Les opéras face à leur transition énergétique

Article rédigé par Mediapart (disponible en intégralité ci-dessous) :

Un patrimoine ancien mal isolé, de grands volumes à éclairer et à chauffer, des décors à transporter : le bilan carbone des opéras est lourd, et les moyens de l’alléger complexes.

Illustrations à Rennes, Paris et Bruxelles

Avec quatre bâtiments, 185 000 mètres carrés à éclairer et chauffer, 400 levers de rideaux par an et la consommation électrique d’une ville de 10 000 habitant·es, la sobriété énergétique a de quoi apeurer l’Opéra de Paris.
Pourtant, la structure nationale participe cette année au « championnat de France des économies d’énergie ».

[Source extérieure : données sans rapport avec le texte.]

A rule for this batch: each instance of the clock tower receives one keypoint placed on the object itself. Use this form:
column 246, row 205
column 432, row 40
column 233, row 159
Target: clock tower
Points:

Un concours porté par la société A4MT, qui essaie de donner un aspect ludico-pédagogique à la sobriété, pour inciter les entreprises publiques et privées à enfin faire leur transition écologique.
Mais entre la salle à l’italienne de l’Opéra de Rennes, « complètement aveugle, puisqu’elle ne possède aucune fenêtre donnant sur l’extérieur » , ou l’impossibilité à Garnier d’ajouter un isolant thermique à la cage scénique, le chemin vers la sobriété est encore long.
Aussi Pascal Lenormand, ancien ingénieur devenu designer énergétique pour « sauver la planète » , s’emploie-t-il depuis plus de sept ans à boucher les trous des passoires thermiques que sont la plupart des bâtiments du spectacle vivant. Il revient sur quelques-uns des rouages ayant permis à plusieurs établissements de réaliser jusqu’à 40 % d’économie d’énergie.

 

« Quick wins » et talons d’Achille

 

Les gros gisements sont là personne ne regarde : dans les non-usages , affirme d’emblée Pascal Lenormand.
« Quand on veut faire des économies, ce qu’on attaque en premier, c’est ce qu’on appelle le talon, c’est-à-dire la consommation d’électricité et de gaz qui subsiste quand on croit que tout est coupé ».
Ainsi, à Rennes comme à Paris, les opéras ont procédé en deux étapes.  « ça a commencé par l’installation de compteurs intelligents qui permettent de suivre au jour le jour la consommation d’énergie, et d’identifier les éventuelles déperditions », retrace Violaine Charpy, chargée du développement durable à l’Opéra de Paris.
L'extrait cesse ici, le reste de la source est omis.